インプラント周囲炎にならなければ良いのですが、治療後になる可能性がある疾患に対して良好な治療方法が確立していないのはインプラントの最大の懸念事項です。
インプラント治療をする歯科医師は、このことをしっかりと理解している必要があります。今後技術の進歩によりインプラント周囲炎の治療方法が確立することが我々の業界のにとって、急務の課題です。
インプラント治療をお願いする歯科医師の判断基準
不幸にも自身の歯を失うことになった場合、その喪失感もあいまってインプラント治療に対する希望や期待感で一杯になると思います。

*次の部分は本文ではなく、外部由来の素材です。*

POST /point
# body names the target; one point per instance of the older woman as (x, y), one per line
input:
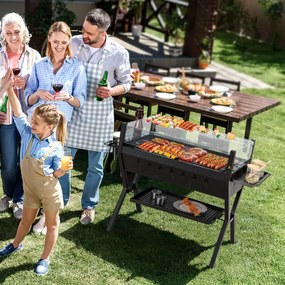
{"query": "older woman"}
(61, 69)
(14, 39)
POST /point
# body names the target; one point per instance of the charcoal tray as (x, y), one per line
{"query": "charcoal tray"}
(145, 198)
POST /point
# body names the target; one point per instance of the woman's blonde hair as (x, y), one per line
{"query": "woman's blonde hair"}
(50, 115)
(14, 18)
(58, 27)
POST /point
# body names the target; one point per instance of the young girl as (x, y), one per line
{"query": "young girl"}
(40, 156)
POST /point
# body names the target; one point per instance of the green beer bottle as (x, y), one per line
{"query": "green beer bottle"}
(3, 107)
(103, 83)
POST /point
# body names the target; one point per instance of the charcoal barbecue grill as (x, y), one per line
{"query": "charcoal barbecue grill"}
(223, 183)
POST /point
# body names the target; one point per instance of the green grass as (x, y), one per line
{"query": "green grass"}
(158, 248)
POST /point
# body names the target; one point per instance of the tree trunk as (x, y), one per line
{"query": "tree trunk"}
(32, 8)
(201, 18)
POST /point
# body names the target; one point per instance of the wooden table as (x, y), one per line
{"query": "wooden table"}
(247, 105)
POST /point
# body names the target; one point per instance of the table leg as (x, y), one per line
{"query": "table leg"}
(247, 128)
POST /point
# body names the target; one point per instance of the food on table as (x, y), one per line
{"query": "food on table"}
(223, 101)
(195, 87)
(188, 126)
(168, 88)
(231, 136)
(209, 94)
(152, 81)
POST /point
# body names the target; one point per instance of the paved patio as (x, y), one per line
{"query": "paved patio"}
(150, 48)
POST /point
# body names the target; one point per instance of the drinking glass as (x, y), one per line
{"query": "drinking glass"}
(16, 69)
(66, 159)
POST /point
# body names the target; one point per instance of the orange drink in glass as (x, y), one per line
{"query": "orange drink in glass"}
(66, 159)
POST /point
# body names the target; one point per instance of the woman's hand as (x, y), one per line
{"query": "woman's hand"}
(45, 95)
(61, 96)
(20, 81)
(104, 92)
(7, 80)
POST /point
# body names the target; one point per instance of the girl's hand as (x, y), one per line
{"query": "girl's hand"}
(2, 117)
(45, 95)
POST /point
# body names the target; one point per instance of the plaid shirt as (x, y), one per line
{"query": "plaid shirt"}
(92, 126)
(72, 75)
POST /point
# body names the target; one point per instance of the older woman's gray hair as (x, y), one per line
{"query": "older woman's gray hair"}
(14, 18)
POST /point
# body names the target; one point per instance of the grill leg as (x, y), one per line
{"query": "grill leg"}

ただでさえ難しいインプラントの話を聞くと判断が鈍くなってしまい安易に治療を受けてしまう傾向にあるようです。最近では国民生活センターでもインプラント治療に注意喚起を促しております。
インプラントは意図的に健康な骨に埋め込まれる治療なので、必要な医学的知識と通常の歯科治療の経験を経た上で、且つインプラントの知識と技術を習得している歯科医師かどうかを判断しないといけません。
◆具体的な判断ポイント
術前の手術によるリスクや合併症、不具合等の説明をされた上で、できれば書面でも同じ内容をもらえるといいでしょう。下記のポイントについても説明があると尚いいでしょう。
・定期検診が欠かせないこと
・インプラントの平均寿命
・撤去することになる可能性
また下記について質問があるといいでしょう。これらはハイリスク事項なので必須項目と言えます。
・術前のCT検査
・今の健康状態や服薬状態
・過去の病気、疾患
そして治療方法の説明です。患者さんも具体的なことを説明されてもよくわからないと思いますので、要点をしっかりと説明してもらえるかどうかがポイントです。

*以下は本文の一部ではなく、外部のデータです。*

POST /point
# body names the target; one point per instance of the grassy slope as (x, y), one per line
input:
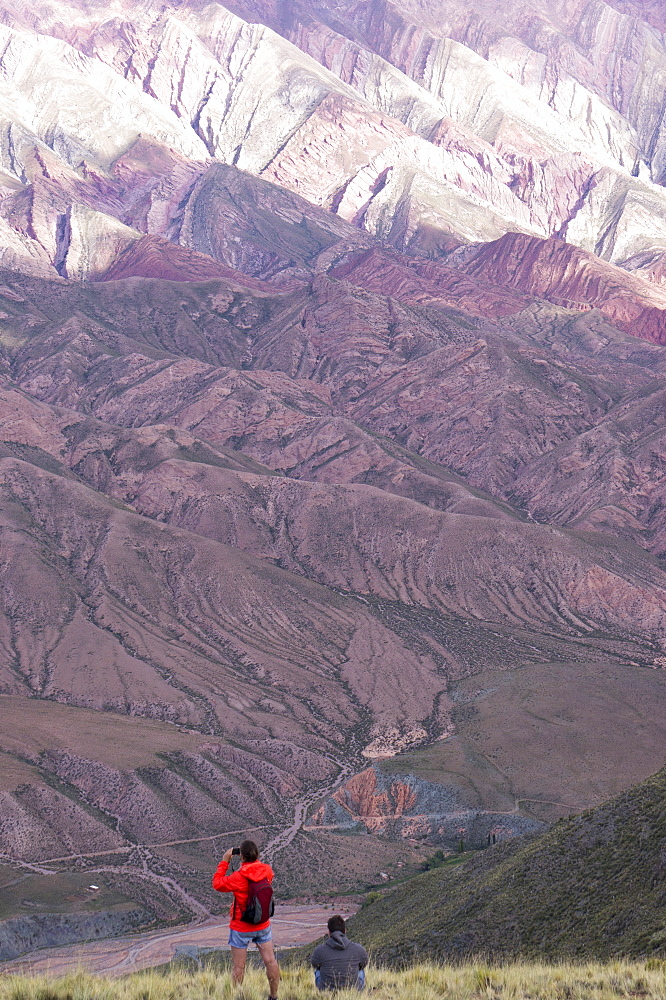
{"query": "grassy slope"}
(423, 982)
(593, 885)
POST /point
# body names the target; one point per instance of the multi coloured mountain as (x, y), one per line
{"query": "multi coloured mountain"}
(332, 378)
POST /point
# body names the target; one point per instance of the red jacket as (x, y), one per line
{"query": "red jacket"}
(237, 883)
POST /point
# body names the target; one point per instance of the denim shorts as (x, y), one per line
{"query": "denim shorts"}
(241, 939)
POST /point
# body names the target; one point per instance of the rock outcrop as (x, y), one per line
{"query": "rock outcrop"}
(321, 389)
(408, 807)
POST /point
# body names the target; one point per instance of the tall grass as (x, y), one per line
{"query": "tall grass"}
(591, 981)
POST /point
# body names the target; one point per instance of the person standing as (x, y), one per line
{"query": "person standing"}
(250, 884)
(339, 963)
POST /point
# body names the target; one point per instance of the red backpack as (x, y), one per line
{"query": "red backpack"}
(260, 906)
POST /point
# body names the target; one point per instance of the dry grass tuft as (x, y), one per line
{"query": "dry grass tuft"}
(474, 981)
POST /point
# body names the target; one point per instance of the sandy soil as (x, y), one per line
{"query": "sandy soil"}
(293, 925)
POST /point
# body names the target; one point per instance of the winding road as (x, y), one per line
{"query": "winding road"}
(293, 924)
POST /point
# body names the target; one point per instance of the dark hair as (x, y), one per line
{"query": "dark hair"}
(249, 851)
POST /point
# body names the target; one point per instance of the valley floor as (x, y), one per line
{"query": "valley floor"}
(422, 982)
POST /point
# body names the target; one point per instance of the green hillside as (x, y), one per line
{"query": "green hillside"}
(593, 885)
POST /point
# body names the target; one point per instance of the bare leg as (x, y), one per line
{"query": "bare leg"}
(272, 968)
(238, 959)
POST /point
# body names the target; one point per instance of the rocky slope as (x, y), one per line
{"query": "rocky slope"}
(321, 391)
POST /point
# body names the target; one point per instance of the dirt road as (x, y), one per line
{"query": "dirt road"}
(292, 925)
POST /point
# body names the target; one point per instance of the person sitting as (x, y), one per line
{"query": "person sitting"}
(339, 963)
(240, 932)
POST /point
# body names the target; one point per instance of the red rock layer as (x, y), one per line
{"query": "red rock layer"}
(569, 277)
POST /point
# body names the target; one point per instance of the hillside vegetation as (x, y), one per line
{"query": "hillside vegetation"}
(593, 885)
(422, 982)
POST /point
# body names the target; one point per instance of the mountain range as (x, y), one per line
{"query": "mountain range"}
(332, 377)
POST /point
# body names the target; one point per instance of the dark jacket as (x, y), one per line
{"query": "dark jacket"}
(339, 960)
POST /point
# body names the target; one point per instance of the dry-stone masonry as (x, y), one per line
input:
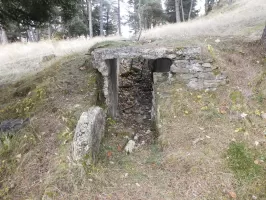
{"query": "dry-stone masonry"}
(88, 135)
(188, 67)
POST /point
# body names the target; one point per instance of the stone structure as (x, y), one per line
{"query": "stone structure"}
(88, 135)
(187, 66)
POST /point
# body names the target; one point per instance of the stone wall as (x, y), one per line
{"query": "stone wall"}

下記についての説明は最低限聞いて理解しておく必要があるでしょう。
・手術は2回あること
・手術後の痛みや不具合等についての説明
・歯が入るまでの期間等
少しでも治療に対して不安等や疑問があれば担当医に聞くことが良いと思います。聞きづらい時はセカンドオピニオンで他の医院を受診するのも必要なことではないかと思います。
◆インプラントを受けた歯科医院が閉院、転院してしまった場合は?
インプラントは定期的なメンテンナスが必要です。また人工歯の部分がかけたり壊れたりすることも想定されます。しかしさまざまな要因で治療した医院でメンテナンスが受けられない事態が想定されます。

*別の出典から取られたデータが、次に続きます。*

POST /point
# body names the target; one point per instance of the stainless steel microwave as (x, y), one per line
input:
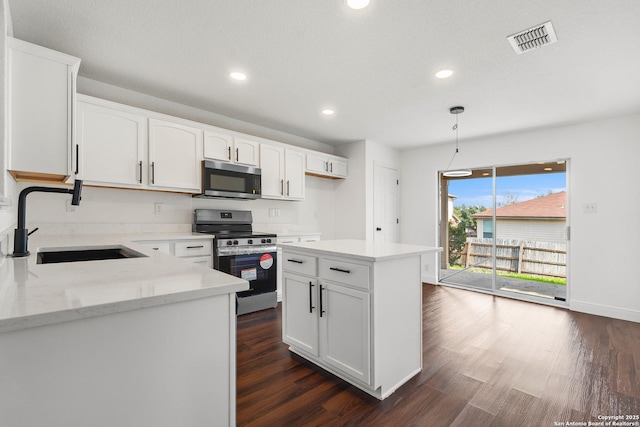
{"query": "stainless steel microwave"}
(230, 181)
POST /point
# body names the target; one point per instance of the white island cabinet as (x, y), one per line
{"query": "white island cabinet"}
(146, 341)
(354, 308)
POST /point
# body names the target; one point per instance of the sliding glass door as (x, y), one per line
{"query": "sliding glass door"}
(460, 199)
(503, 230)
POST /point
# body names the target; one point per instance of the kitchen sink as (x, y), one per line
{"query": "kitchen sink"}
(85, 254)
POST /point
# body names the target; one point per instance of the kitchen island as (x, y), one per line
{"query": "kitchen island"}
(354, 308)
(148, 340)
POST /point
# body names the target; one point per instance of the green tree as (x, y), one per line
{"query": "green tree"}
(458, 233)
(457, 237)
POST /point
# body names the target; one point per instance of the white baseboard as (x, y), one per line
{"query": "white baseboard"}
(429, 278)
(604, 310)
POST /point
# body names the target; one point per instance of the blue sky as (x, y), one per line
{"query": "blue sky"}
(477, 191)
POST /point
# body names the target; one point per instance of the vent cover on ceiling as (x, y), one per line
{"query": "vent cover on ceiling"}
(532, 38)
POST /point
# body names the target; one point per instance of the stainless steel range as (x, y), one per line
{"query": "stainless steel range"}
(241, 252)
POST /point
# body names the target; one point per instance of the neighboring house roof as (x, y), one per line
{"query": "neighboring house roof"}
(545, 207)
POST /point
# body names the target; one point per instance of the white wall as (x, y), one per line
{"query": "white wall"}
(603, 169)
(355, 196)
(107, 210)
(7, 184)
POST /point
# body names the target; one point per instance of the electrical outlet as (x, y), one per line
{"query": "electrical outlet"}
(591, 207)
(70, 207)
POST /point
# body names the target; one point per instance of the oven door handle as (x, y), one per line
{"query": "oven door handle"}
(230, 251)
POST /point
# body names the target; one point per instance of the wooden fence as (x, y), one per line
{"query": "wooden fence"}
(526, 257)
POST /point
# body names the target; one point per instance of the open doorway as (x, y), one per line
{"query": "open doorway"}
(504, 229)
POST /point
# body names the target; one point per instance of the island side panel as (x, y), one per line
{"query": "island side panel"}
(163, 366)
(397, 322)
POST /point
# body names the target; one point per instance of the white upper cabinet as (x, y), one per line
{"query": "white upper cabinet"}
(294, 174)
(282, 173)
(272, 166)
(174, 156)
(40, 115)
(246, 151)
(111, 145)
(222, 146)
(326, 165)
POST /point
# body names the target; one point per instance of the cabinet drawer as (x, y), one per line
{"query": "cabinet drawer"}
(206, 261)
(193, 248)
(296, 263)
(159, 246)
(344, 272)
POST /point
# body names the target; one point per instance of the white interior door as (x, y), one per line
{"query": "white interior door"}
(385, 197)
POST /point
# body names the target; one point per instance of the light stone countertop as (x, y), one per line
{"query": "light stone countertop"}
(362, 249)
(39, 294)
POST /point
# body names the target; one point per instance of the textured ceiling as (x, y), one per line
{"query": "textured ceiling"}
(375, 66)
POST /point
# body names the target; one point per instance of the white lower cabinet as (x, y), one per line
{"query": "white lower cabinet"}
(330, 322)
(300, 318)
(326, 319)
(360, 320)
(345, 330)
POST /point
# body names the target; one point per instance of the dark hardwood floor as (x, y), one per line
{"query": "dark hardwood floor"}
(487, 361)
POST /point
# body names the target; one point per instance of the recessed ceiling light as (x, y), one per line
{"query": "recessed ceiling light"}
(237, 75)
(443, 74)
(357, 4)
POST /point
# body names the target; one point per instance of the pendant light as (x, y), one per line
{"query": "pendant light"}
(461, 172)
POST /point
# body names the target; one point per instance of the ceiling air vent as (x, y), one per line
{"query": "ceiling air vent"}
(532, 38)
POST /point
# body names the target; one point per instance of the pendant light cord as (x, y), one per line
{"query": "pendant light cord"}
(455, 127)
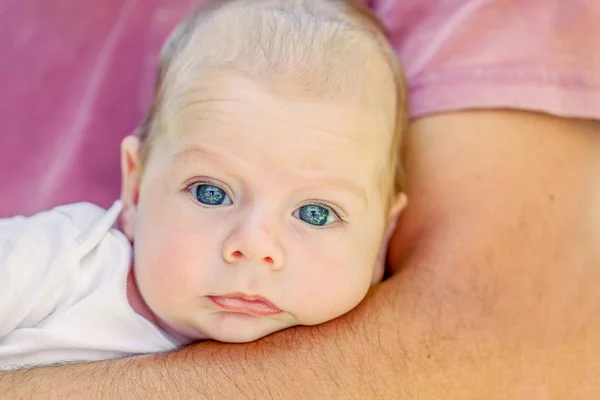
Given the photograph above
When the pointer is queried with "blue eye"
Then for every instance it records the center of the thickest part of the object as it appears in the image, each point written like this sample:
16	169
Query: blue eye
314	214
210	195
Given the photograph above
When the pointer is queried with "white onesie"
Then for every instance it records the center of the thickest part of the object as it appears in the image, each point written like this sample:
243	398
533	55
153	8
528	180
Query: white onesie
63	281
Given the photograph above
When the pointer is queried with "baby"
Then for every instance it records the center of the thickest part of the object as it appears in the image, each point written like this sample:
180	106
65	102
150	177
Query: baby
259	194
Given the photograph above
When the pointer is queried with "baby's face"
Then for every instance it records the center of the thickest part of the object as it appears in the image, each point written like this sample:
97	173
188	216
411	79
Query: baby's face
257	213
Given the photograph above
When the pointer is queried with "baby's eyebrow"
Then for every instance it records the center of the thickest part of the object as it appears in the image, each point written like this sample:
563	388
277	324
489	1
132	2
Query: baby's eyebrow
204	153
341	182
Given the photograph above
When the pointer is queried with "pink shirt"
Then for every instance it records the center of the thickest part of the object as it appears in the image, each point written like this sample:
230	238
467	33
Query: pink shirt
76	78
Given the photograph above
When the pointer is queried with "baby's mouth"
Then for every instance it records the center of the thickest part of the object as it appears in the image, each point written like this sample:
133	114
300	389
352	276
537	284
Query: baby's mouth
241	303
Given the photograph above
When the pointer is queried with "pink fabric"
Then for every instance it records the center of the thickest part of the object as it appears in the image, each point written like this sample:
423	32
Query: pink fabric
76	77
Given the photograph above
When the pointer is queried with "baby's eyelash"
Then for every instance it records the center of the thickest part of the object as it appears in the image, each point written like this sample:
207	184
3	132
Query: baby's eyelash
328	206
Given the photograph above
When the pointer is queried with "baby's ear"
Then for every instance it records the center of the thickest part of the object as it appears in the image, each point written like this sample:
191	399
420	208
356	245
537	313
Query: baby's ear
130	184
396	208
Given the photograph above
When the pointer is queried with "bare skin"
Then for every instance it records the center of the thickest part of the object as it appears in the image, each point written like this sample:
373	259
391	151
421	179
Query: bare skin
494	292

その場合は治療を受けた際にインプラント体の製造番号の情報提供を受けておくことが必要です。メーカーによって治療器具が違うためメインテナンスや再治療が行えない事態が多々あるようです。
術前の説明の際に治療後に教えて欲しい旨を伝えると担当医とも治療がスムーズに行えるでしょう。
上記を参考にしっかりと診査診断をし、術前に信頼関係を構築できる医師にインプラント治療をお願いすると良好な治療経過を得ることができると思います。